Le président du parti RAVIE, Pape Modou Fall, estime que le cumul des fonctions de chef de l’État et de dirigeant de parti n’est pas un danger, mais un atout pour la stabilité. Dans une tribune publiée par Xibaaru, il affirme que cette configuration peut devenir « un puissant levier de stabilité institutionnelle », surtout dans les régimes présidentiels africains.
Pour M. Fall, le parti politique ne se réduit pas à une machine électorale. Il le décrit comme le premier relais entre le citoyen et l’État, un outil de proximité capable de traduire les réformes en actions concrètes. Il souligne qu’un parti structuré et discipliné offre une majorité parlementaire solide, évitant ainsi les blocages et les crises. Toutefois, il met en garde : sans démocratie interne ni débat contradictoire, le parti devient une cour et un facteur de fragilité.
Cette prise de position intervient alors que le débat sur le rôle du parti présidentiel agite la majorité sénégalaise. Depuis son élection, le président Bassirou Diomaye Faye a dû composer avec des tensions entre son parti d’origine, Pastef, et la coalition Diomaye Président. En mars 2026, il avait annoncé que cette coalition serait chargée de vulgariser l’action gouvernementale, une initiative contestée par Pastef. Le député et analyste Pape Touty Makhtar Sow avait, en décembre 2025, déjà pointé les difficultés de Pastef à concrétiser la rupture promise, regrettant l’absence de réformes majeures.

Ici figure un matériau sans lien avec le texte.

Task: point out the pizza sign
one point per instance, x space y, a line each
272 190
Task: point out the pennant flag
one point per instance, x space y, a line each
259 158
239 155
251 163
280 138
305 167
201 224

Les arguments de Pape Modou Fall font écho à ces difficultés, plaidant pour un parti fort mais ouvert, capable de former les cadres et de préparer la relève. Selon lui, le véritable enjeu n’est pas le cumul des fonctions, mais la manière d’exercer la direction du parti. En mars 2026, le président Faye a lui-même souligné le rôle de la coalition Diomaye Président pour soutenir l’action gouvernementale, une position rejetée par Pastef.